• Illustration by Shiela Laufer

Good news for all the Oregon college students in the house: If it's the Oregon Liquor Control Commission creeping on you, you'll soon know it.

The OLCC says it plans to require its liquor inspectors to slap magnetic decals on vehicles as they patrol college campuses in the near future. The move—along with a recent decision to force inspectors to wear spiffy new polos emblazoned with the OLCC logo—is a big change for liquor agents are used to anonymity. Until recently, inspectors were able to fly under the radar, whether walking into a corner store or crawling the streets of Corvallis.

That's being tweaked, in part, because of concerns over how they used that anonymity. Lawmakers began hearing disturbing tales last month about inspectors' enforcement of underage drinking laws around Lewis and Clark College in Southwest Portland. The story of a female student who thought she was about to be kidnapped during a late-night stroll through Sellwood especially caught legislators' attention. It turned out the unmarked car chasing her down the street was a couple of OLCC agents.

"If I were the liquor control commission chair and there were two clowns running around in an unmarked car hauling down on lone females near a college campus, those guys would be counting paper clips while we had an investigation on their fitness to do the job," State Senator Ted Ferrioli (R-John Day), told the Mercury earlier this year. "You do not do a Starsky and Hutch in the middle of a darkened street."

The OLCC's most-recent move would largely eliminate those types of interactions at colleges and universities throughout the state, but there are also lingering questions about how specifically the agency is going to move forward.

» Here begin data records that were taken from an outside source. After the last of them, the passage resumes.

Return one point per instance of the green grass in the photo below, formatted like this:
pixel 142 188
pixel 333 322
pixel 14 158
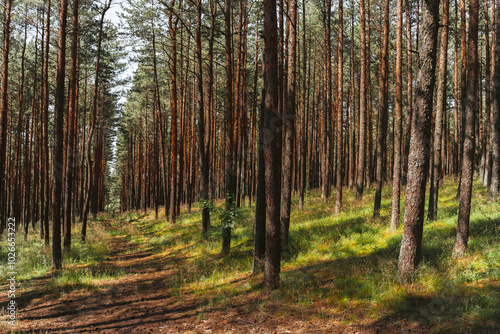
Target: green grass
pixel 337 263
pixel 336 266
pixel 80 267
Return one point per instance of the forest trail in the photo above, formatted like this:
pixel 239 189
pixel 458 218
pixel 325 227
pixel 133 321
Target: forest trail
pixel 142 299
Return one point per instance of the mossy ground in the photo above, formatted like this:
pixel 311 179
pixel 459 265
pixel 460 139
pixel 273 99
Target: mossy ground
pixel 339 267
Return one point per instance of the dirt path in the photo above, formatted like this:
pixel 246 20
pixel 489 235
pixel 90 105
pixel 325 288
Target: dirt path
pixel 143 301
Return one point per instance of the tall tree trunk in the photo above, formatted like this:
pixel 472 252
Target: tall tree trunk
pixel 360 178
pixel 340 107
pixel 409 94
pixel 486 145
pixel 272 147
pixel 57 164
pixel 89 178
pixel 204 143
pixel 230 168
pixel 46 128
pixel 173 126
pixel 70 153
pixel 495 133
pixel 463 84
pixel 289 124
pixel 418 166
pixel 471 109
pixel 383 112
pixel 3 112
pixel 398 127
pixel 440 114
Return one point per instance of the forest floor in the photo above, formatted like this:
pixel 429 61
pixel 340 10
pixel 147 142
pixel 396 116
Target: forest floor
pixel 140 274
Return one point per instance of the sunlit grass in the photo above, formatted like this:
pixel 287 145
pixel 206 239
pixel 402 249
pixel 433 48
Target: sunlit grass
pixel 339 267
pixel 34 260
pixel 336 263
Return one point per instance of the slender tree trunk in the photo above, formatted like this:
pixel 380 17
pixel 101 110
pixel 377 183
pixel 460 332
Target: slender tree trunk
pixel 70 154
pixel 440 113
pixel 463 84
pixel 340 107
pixel 173 125
pixel 409 94
pixel 289 125
pixel 203 139
pixel 86 203
pixel 471 109
pixel 360 184
pixel 418 166
pixel 230 168
pixel 495 133
pixel 398 127
pixel 57 164
pixel 272 147
pixel 46 127
pixel 486 145
pixel 4 112
pixel 383 112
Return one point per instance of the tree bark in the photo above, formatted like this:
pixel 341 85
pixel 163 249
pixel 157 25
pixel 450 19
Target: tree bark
pixel 4 111
pixel 418 166
pixel 57 164
pixel 70 153
pixel 440 114
pixel 398 127
pixel 340 108
pixel 360 178
pixel 289 125
pixel 495 133
pixel 383 112
pixel 471 109
pixel 272 147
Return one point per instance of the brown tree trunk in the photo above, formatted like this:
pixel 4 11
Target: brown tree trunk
pixel 418 166
pixel 173 125
pixel 440 114
pixel 70 153
pixel 495 116
pixel 340 108
pixel 409 94
pixel 398 127
pixel 204 142
pixel 57 164
pixel 289 124
pixel 360 178
pixel 46 128
pixel 93 124
pixel 230 168
pixel 383 112
pixel 486 144
pixel 471 109
pixel 456 137
pixel 272 147
pixel 3 112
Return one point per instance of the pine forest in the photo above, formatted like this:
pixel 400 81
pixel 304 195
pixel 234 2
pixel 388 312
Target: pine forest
pixel 241 166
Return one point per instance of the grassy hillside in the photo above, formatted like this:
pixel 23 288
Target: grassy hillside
pixel 337 268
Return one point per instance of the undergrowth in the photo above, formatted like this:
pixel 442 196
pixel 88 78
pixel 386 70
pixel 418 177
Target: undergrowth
pixel 335 266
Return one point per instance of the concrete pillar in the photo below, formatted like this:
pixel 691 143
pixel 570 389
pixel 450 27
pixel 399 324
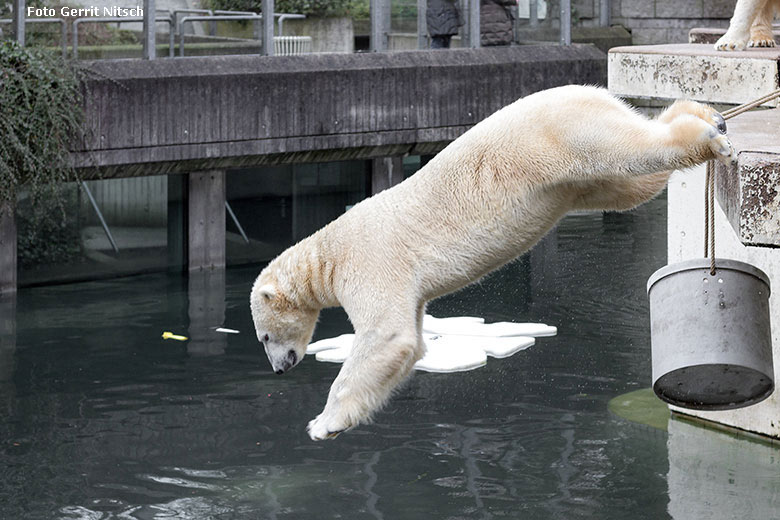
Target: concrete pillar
pixel 386 172
pixel 206 220
pixel 7 337
pixel 380 24
pixel 7 249
pixel 206 309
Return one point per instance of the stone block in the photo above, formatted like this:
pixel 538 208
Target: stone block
pixel 749 192
pixel 711 34
pixel 693 71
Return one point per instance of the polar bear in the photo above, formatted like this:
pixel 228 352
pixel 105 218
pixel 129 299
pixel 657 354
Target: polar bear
pixel 482 201
pixel 751 25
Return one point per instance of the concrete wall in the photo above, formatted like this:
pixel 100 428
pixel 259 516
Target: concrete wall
pixel 191 114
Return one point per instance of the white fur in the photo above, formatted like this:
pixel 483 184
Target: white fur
pixel 751 25
pixel 485 199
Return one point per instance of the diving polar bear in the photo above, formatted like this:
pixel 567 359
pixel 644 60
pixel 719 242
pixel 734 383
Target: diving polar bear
pixel 482 201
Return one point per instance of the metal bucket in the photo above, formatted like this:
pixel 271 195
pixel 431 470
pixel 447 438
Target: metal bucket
pixel 710 334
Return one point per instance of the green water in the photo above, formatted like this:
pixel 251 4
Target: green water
pixel 102 419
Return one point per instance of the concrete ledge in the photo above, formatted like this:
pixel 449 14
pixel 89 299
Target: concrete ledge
pixel 711 35
pixel 693 71
pixel 749 193
pixel 186 114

Spokeswoman Christie Scott said in an email that inspectors will be required to use the car decals "when on college campuses," but in a followup conversation couldn't say whether the agency will require them when agents are patrolling near campuses (Sellwood, where the controversial stop took place last year, is across the river from Lewis and Clark).

"The details are still to be worked out," she said. "I don't know the answers to those questions."

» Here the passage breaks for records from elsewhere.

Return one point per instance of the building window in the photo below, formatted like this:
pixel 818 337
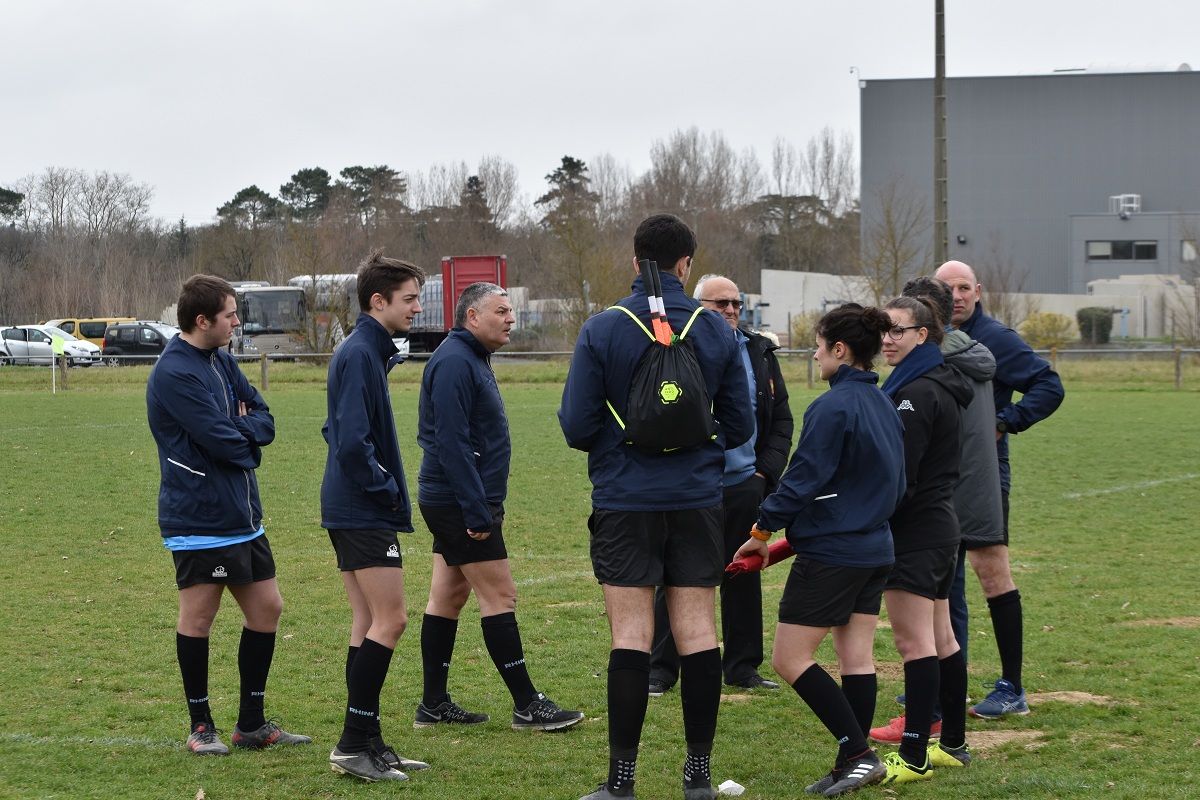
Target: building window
pixel 1122 251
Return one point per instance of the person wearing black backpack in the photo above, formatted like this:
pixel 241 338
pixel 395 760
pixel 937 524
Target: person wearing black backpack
pixel 657 513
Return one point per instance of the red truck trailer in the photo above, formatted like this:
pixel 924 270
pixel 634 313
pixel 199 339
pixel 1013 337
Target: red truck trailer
pixel 441 293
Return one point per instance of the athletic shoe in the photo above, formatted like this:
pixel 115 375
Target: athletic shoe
pixel 755 681
pixel 396 762
pixel 447 713
pixel 861 771
pixel 942 756
pixel 893 732
pixel 544 715
pixel 1001 702
pixel 826 782
pixel 699 788
pixel 604 793
pixel 267 735
pixel 366 765
pixel 203 740
pixel 901 771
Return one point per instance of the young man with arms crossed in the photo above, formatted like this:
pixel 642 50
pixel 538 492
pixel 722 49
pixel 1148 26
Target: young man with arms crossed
pixel 210 426
pixel 364 501
pixel 657 516
pixel 461 491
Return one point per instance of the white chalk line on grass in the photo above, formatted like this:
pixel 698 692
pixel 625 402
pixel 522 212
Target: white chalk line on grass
pixel 1128 487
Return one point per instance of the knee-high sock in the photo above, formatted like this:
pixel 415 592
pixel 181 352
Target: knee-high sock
pixel 367 674
pixel 255 655
pixel 437 648
pixel 628 678
pixel 827 701
pixel 1007 620
pixel 922 678
pixel 193 663
pixel 502 637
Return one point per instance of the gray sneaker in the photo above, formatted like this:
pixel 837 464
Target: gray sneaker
pixel 395 761
pixel 544 715
pixel 447 713
pixel 204 741
pixel 604 793
pixel 367 765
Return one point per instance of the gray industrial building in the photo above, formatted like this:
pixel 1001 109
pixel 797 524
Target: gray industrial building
pixel 1055 180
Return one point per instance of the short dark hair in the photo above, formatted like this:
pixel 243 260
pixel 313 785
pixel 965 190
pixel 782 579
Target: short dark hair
pixel 857 328
pixel 203 295
pixel 924 313
pixel 383 276
pixel 664 239
pixel 937 290
pixel 473 296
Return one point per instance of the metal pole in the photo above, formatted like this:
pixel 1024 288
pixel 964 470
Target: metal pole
pixel 941 199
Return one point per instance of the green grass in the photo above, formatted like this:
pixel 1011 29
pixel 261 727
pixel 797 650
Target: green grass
pixel 1104 548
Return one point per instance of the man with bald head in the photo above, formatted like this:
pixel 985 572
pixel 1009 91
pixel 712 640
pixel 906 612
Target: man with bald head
pixel 1018 370
pixel 751 471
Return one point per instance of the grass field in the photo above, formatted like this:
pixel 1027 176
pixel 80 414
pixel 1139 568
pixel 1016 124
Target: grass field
pixel 1104 547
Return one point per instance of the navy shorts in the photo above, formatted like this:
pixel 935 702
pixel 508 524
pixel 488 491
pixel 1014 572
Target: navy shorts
pixel 658 548
pixel 928 573
pixel 450 539
pixel 823 595
pixel 359 549
pixel 229 565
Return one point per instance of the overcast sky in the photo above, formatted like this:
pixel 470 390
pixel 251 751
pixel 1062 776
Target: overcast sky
pixel 199 100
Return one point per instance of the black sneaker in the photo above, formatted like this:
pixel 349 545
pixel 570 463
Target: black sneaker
pixel 366 765
pixel 204 741
pixel 447 713
pixel 395 761
pixel 267 735
pixel 544 715
pixel 861 771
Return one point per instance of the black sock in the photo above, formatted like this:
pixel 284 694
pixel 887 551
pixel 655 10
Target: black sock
pixel 503 642
pixel 437 647
pixel 952 695
pixel 700 693
pixel 1007 621
pixel 922 678
pixel 823 696
pixel 367 674
pixel 255 656
pixel 193 663
pixel 349 661
pixel 861 692
pixel 628 677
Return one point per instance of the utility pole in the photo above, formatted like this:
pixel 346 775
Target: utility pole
pixel 941 193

Lewis and Clark students, meanwhile, are cheering the changes.

"I think that this is a step in the right direction," says Phoebe Gresser, the student who complained about OLCC agents pursuing her in an unmarked car. "However, we are going to continue to emphasize the importance of easily identifiable vehicles."

Not happy: Inspectors, who say flying incognito is a central part of their jobs—and their safety. Several agents have cited the new signage they're required to bear as reason they've been seeking permission to carry guns.

"Part of our safety was our anonymity," OLCC Inspector Chad Gray told the Mercury last month.